User max limbo seconds

This settings indicates the maximum number of seconds a user is allowed to stay in an MMORoom without setting its initial position (in other words to be in a "limbo" state). If the position, which the proximity system based on the AoI requires, is not set within this time frame, the user is kicked out of the MMORoom.

As the game flow will show more clearly, after an MMORoom is created the game doesn't start immediately, because a minimum number of players must be reached. If such number is not reached within a configurable amount of time (50 seconds), the game is aborted and all players already in the Room are notified and kicked out of it. If the minimum number of players is reached, an additional configurable countdown (10 seconds) is displayed, at the end of which the game actually starts.

Therefore we have to make sure that the time a user is allowed to stay inside the Room before their position is set must exceed the theoretical maximum time required to start the game. This will be set to the sum of the configurable intervals mentioned before (50+10 seconds) plus a few more seconds (20) for tolerance.
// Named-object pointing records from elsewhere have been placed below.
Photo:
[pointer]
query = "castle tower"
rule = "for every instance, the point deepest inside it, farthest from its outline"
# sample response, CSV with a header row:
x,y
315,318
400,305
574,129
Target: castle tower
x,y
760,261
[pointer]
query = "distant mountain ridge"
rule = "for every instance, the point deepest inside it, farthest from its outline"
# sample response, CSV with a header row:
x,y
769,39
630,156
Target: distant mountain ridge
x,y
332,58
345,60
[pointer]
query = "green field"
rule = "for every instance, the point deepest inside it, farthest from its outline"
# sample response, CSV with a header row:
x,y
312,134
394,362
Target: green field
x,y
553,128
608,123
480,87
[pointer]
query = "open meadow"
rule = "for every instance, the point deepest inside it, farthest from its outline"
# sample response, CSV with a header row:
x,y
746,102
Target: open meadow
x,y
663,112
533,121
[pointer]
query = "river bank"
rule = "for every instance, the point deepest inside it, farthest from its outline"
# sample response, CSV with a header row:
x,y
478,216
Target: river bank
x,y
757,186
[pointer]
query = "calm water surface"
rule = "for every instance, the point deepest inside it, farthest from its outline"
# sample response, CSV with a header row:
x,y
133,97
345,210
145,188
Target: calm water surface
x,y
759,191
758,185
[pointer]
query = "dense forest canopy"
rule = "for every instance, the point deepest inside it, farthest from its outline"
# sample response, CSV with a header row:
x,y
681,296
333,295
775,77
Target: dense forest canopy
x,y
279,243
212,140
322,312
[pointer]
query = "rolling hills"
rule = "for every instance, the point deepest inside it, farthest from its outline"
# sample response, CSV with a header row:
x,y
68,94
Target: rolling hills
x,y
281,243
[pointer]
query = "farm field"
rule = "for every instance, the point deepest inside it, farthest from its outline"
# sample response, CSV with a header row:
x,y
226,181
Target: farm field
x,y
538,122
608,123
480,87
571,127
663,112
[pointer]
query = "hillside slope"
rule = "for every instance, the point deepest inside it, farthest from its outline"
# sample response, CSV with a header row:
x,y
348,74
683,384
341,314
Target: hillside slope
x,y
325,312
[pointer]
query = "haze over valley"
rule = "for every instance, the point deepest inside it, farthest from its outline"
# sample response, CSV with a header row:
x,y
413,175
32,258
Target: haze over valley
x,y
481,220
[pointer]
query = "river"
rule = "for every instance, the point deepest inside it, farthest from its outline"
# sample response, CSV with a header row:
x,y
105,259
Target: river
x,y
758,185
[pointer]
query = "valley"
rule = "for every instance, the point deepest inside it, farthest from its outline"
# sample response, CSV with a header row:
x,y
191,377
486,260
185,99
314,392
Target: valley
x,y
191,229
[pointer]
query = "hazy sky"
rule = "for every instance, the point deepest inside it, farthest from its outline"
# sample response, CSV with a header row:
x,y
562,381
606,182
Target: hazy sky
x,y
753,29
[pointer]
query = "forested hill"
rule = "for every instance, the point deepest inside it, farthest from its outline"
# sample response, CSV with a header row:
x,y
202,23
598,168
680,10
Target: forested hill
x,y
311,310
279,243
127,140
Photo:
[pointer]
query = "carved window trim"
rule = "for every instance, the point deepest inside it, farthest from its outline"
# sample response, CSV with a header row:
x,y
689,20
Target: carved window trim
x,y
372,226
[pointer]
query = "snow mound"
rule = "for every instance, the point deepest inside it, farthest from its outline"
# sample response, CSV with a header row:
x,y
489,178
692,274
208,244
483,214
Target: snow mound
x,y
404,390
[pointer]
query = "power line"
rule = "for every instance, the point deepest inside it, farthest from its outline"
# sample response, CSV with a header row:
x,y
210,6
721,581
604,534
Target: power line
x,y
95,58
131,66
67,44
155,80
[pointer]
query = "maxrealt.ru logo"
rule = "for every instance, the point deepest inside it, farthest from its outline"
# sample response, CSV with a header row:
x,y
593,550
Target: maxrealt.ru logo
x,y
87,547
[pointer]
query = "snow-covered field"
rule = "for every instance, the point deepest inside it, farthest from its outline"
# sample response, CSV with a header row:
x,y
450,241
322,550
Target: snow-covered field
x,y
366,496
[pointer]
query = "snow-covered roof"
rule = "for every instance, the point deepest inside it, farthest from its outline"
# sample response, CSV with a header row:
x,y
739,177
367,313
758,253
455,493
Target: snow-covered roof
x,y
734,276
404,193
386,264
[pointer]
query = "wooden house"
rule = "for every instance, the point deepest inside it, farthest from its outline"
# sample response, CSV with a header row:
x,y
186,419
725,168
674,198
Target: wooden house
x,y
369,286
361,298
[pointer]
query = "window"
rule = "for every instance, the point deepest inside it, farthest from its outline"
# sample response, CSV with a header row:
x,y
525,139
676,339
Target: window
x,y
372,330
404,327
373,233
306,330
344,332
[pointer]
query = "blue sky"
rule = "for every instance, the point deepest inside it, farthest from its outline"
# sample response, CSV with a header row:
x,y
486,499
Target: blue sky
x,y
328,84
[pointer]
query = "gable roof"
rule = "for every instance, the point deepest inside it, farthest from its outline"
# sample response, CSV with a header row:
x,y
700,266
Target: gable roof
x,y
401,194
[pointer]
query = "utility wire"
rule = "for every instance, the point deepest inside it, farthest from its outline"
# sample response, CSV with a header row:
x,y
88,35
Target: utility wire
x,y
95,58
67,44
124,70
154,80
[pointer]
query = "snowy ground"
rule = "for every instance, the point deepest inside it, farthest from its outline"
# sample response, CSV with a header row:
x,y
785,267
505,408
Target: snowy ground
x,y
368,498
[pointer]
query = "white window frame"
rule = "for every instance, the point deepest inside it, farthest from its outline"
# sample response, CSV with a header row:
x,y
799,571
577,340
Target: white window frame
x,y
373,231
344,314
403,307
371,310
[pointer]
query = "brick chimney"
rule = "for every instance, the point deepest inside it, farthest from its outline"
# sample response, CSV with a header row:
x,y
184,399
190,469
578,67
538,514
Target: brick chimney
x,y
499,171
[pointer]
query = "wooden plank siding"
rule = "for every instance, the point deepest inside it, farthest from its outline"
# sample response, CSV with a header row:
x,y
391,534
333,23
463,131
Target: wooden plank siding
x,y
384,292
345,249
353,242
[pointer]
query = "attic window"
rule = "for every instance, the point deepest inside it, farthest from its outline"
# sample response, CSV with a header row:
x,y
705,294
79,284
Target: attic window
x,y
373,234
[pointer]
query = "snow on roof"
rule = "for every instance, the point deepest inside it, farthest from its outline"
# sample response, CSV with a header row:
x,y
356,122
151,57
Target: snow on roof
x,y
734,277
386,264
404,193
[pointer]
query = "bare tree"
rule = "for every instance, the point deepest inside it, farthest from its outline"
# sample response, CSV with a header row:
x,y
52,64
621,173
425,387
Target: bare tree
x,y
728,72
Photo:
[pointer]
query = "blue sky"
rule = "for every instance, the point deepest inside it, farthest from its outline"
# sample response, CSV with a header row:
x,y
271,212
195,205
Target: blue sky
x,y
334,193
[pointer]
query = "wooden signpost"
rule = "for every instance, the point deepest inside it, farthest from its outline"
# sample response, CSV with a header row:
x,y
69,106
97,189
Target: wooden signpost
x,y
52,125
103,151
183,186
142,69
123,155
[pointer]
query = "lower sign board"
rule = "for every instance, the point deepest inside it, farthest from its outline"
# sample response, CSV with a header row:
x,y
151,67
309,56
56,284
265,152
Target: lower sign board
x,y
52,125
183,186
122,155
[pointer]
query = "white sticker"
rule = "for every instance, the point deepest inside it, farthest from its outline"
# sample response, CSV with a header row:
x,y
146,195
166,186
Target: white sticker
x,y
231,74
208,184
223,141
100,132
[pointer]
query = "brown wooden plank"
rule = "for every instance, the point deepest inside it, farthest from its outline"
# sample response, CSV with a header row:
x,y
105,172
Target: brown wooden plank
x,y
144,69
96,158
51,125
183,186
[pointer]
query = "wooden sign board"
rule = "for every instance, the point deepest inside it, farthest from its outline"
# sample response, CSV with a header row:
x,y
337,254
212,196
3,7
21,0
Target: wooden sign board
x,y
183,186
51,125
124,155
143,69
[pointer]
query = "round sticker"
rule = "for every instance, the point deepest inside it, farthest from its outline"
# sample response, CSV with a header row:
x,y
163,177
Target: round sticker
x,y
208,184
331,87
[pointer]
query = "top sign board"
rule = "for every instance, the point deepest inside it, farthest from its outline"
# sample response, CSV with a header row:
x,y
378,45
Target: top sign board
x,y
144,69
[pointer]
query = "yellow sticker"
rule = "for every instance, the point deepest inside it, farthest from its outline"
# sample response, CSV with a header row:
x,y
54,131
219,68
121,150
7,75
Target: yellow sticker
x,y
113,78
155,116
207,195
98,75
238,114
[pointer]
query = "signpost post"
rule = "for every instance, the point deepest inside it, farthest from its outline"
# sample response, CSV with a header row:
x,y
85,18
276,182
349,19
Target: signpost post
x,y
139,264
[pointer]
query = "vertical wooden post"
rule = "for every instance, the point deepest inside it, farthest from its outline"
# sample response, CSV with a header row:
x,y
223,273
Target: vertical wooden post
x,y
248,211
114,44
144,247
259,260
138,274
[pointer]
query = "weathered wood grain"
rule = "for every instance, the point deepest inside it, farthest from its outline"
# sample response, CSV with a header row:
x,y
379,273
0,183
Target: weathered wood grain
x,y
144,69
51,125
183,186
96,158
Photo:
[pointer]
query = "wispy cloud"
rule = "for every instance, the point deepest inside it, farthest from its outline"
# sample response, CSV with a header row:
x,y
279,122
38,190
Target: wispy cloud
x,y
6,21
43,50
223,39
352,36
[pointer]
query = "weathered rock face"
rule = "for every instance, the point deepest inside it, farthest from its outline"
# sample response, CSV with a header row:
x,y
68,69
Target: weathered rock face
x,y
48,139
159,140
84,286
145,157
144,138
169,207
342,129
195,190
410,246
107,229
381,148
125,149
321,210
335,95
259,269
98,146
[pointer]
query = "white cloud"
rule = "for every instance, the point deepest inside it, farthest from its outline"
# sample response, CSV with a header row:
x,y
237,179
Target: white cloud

Proximity list update rate

The proximity list update milliseconds is a parameter that sets the rate at which the system sends the PROXIMITY_LIST_UPDATE event to clients to notify new users or MMOItems entering/leaving the player's Area of Interest. The lower the value is, the more the system is stressed, especially when thousands of users are inside the same MMORoom.
So, from the point of view of system resources, the best approach would be an higher value. The other side of the coin is that this would increase the overall latency, because the server doesn't send the update immediately: more milliseconds are added to the existing network lag we already discussed.

Let's consider the case in which user A is moving towards user B (who isn't moving) and suddenly A enters B's Area of Interest. If we could measure the added latency, we would just need to compensate it in the client simulation just like we compensate the network lag, and maybe increase the size of the AoI to avoid starship A to pop in user B's viewport (and viceversa).
The problem is that we can't measure it, because we are always in the middle of two extremes: (1) A enters B's AoI an instant before the next proximity update si scheduled; (2) this happens an instant after the previous update was sent. In case of (1) there's no additional latency because the event is fired immediately, so we just have to deal with the network lag; in case of (2) the full value set for the proximityListUpdateMillis parameter is added to the network lag.

Unfortunately we are always stuck somewhere in the middle of the two conditions because we don't know when the update event will be triggered by the scheduler, so we don't know the actual value of added latency to compensate; this, in the end, makes the server and client simulations go out-of-synch. As described later on, the simulation is quite resilient to out-of-synch conditions, because as soon as the trajectory of starship A changes, a new position update is sent (not based on the proximity update event anymore, because A didn't leave B's AoI) and the master and client simulations synchronization is restored. Still this would lead to graphical artifacts, like seeing the starship "jump" back and forth.

To avoid the issue we just described, we set the parameter to a value of 20 milliseconds and, when the proximity update is involved, we always compensate the added latency including half of this value in the math. Of course this will still lead to small errors in the simulation, but the subsequent corrections won't be noticeable.

Entry points

The last special parameter of an MMORoom is a flag to include the entry points of users (starships) and MMOItems (weapon shots) in the PROXIMITY_LIST_UPDATE event. While the entry points could be needed in other type of games, where you need to know where the opponents first entered the player's AoI, in our example we always reset the client simulation on the basis of the starship's position and velocity vector sent by the server and the time passed since the update message was sent (network lag + half proximityListUpdateMillis value). So we don't actually need this information on the client side, and we can save some bytes by setting the parameter to false.